Flowers of Inula japonica Attenuate Inflammatory Responses.

BACKGROUND: The flowers of Inula japonica (Inulae Flos) have long been used in traditional medicine for the treatment of inflammatory diseases. In the present study, we investigated the anti-inflammatory properties of Inulae Flos Extract (IFE).
METHODS: The anti-inflammatory effects of IFE against nitric oxide (NO), PGE(2), TNF-α, and IL-6 release, as well as NF-κB and MAP kinase activation were evaluated in RAW 264.7 cells.
RESULTS: IFE inhibited the production of NO and the expression of inducible nitric oxide synthase (iNOS) in LPS-stimulated RAW264.7 cells. In addition, IFE reduced the release of pro-inflammatory cytokines, such as TNF-α and IL-6. Furthermore, IFE inhibited the NF-κB activation induced by LPS, which was associated with the abrogation of IκB-α degradation and subsequent decreases in nuclear p65 and p50 levels. Moreover, the phosphorylation of ERK, JNK, and p38 MAP kinases in LPS-stimulated RAW 264.7 cells was suppressed by IFE in a dose-dependent manner.
CONCLUSION: These results suggest that the anti-inflammation activities of IFE might be attributed to the inhibition of NO, iNOS and cytokine expression through the down-regulation of NF-κB activation via suppression of IκBα and MAP kinase phosphorylation in macrophages.

INTRODUCTION

Inflammation is the host response to infection and injury that results in the production of a variety of pro-inflammatory cytokines including TNF-α and IL-6. Also, PGE2 and NO, which are synthesized by cyclooxygenase (COX-2) and inducible nitric oxide synthase (iNOS) respectively, are known to mediate inflammatory reaction. However, if left un-controlled, the inflammatory mediators become involved in the pathogenesis of many inflammatory disorders (1).

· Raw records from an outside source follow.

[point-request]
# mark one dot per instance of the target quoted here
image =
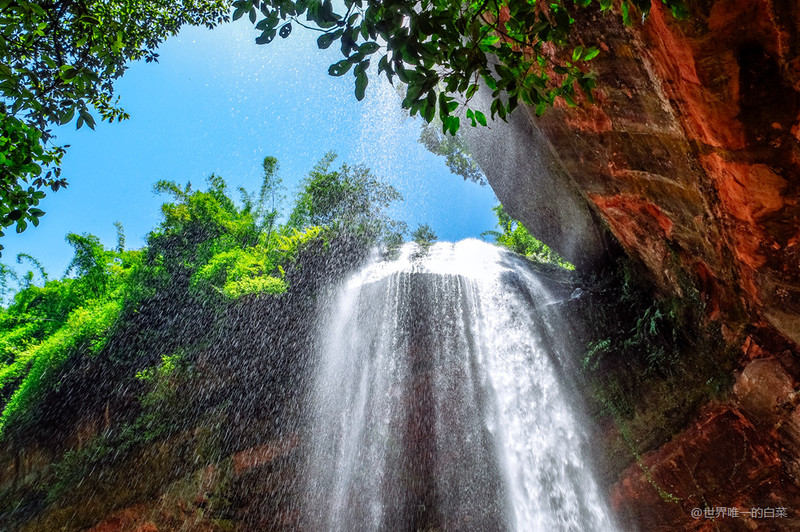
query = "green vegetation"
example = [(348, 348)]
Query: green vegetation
[(208, 251), (424, 237), (442, 50), (515, 237), (57, 61), (649, 361)]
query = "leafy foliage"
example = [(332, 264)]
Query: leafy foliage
[(57, 61), (454, 149), (424, 237), (515, 237), (207, 252), (349, 199), (442, 50)]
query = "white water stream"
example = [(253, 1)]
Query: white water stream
[(438, 405)]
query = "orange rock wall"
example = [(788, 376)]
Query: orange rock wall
[(694, 150), (692, 159)]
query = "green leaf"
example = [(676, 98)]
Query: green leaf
[(326, 39), (369, 48), (590, 53)]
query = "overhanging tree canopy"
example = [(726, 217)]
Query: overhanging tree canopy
[(60, 58), (441, 49)]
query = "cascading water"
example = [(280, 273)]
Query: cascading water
[(437, 402)]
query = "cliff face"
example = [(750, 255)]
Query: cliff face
[(693, 153), (692, 159)]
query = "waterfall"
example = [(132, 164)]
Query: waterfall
[(438, 402)]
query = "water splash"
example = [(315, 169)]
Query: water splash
[(438, 403)]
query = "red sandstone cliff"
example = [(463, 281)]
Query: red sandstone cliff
[(692, 158)]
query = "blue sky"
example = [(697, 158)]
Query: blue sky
[(218, 103)]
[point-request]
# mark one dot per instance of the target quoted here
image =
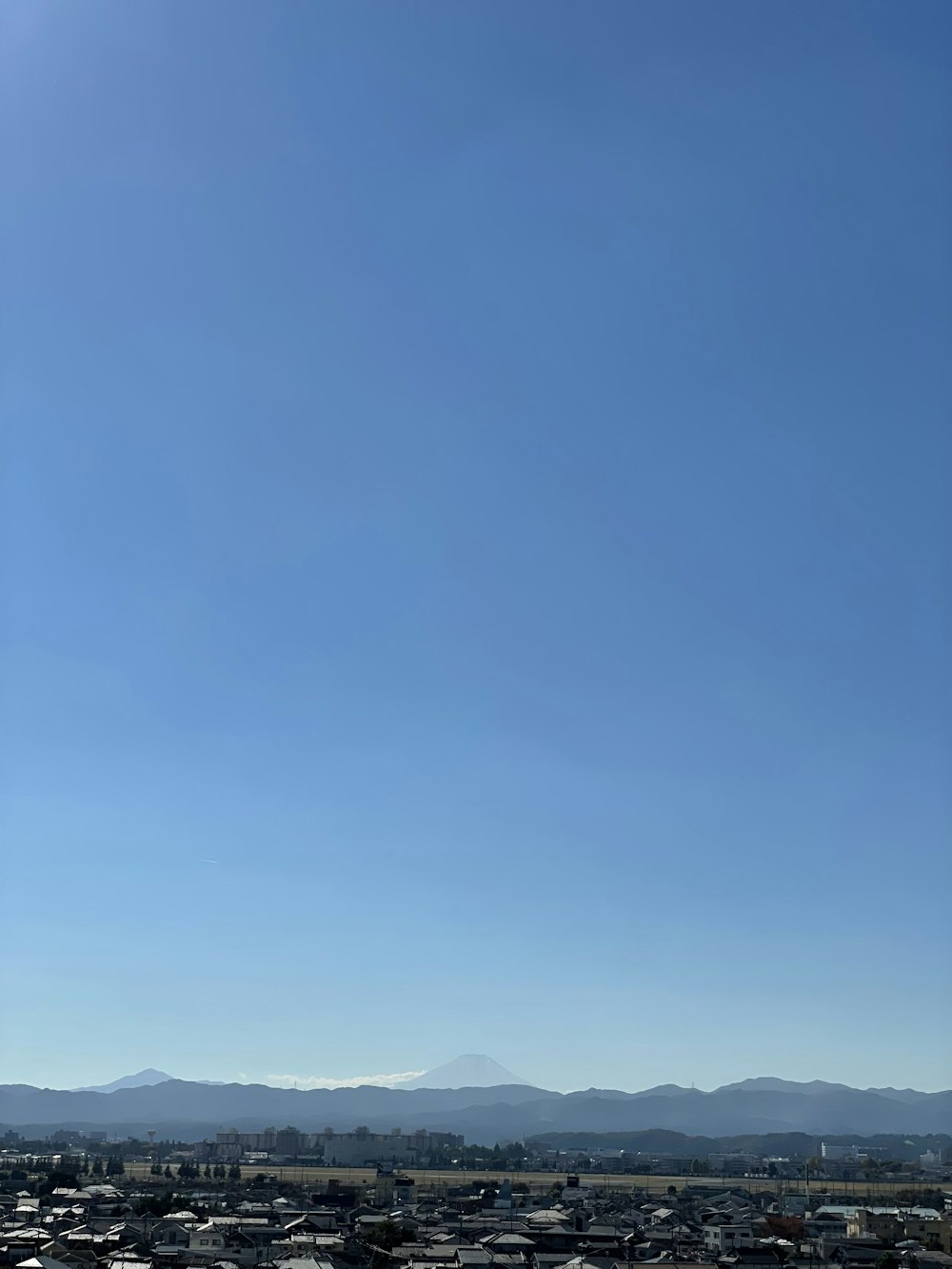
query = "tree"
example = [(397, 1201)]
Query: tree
[(387, 1235)]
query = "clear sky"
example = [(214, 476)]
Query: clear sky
[(475, 540)]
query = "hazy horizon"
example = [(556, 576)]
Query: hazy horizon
[(399, 1079), (475, 540)]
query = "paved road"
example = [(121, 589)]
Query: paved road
[(539, 1181)]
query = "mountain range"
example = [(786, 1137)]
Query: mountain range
[(190, 1111)]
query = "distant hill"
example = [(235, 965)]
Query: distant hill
[(189, 1111), (141, 1079), (468, 1071)]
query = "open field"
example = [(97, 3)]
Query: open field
[(539, 1181)]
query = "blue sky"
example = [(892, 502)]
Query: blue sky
[(475, 540)]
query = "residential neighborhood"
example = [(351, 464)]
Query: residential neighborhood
[(194, 1219)]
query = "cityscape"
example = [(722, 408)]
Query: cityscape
[(475, 580), (285, 1199)]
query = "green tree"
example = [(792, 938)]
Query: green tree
[(387, 1235)]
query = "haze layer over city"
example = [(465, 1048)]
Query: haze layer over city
[(476, 565)]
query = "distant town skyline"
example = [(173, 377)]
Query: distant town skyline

Expression of these inflammatory mediators can be regulated by activation of the transcription factor nuclear factor kappa-B (NF-κB), which plays a critical role in regulating the expression of various genes, including cytokines, iNOS and COX-2 (2). NF-κB exists in an active form associated with regulatory protein, which is known as inhibitory protein of NF-κB (IκB). Upon stimulation by various inflammatory stimuli including LPS, the IκB kinase (IKK) phosphorylates IκB, inducing its ubiquitination and degradation. NF-κB is then free to translocate to the nucleus where it facilitates the transcription of many genes, including pro-inflammation mediators such as iNOS, COX-2, TNF-α and cytokines (3,4). Because of its ubiquitous role in the pathogenesis of inflammatory gene expression, NF-κB is a current target for treatment of various diseases (5).

The use of herbal therapy or alternative medicine is becoming an increasingly attractive approach for the treatment of various inflammatory disorders. The genus Inula consists of more than one hundred species and is found mainly in Mediterranean regions (6). The flowers of Inula japonica T. and Inula britannica L. have long been used in traditional Chinese medicine for the treatment of digestive disorders, bronchitis and inflammation (7). Here we decided to explore the mechanism underlying the anti-inflammatory effects of Inula japonica. To examine if the ethanol extract of flowers of Inula japonica (Inulae Flos Extract, IFE) influences the inflammatory mediators, we investigated the anti-inflammatory functions of IFE in RAW 264.7 cells following LPS stimulation. In addition, we examined the LPS- induced DNA binding activity of NF-κB and the protein levels of its p50 and 65 subunits.

MATERIALS AND METHODS

Plant materials

The dried flowers of Inula japonica (Inulae Flos) were purchased from Omniherb (Youngchun, Korea). The Inulae Flos was extracted with ethanol at a ratio of 1:10 (w/v) and then refluxed for 24 h at 70℃. Following extraction, the solutions were filtered and the solvents were evaporated under vacuum at 40℃ (Eyela, Tokyo, Japan), after which they were freeze-dried to obtain the concentrated extract (yield 8%, w/w). The IFE was dissolved in dimethyl sulfoxide (DMSO) and diluted in the medium so that the final concentration of DMSO was less than 0.25% v/v. A control consisting of DMSO alone was also run in all cases.

Cell culture

RAW 264.7 cells were obtained from the Korean Cell Line Bank (Seoul, Korea) and then cultured in DMEM supplemented with 10% FBS, 100 U/ml penicillin, 100µg/ml streptomycin and 100µM MEM non-essential amino acid solution. In all experiments, cells were grown to 80~90% confluence and then subjected to no more than 10 cell passages.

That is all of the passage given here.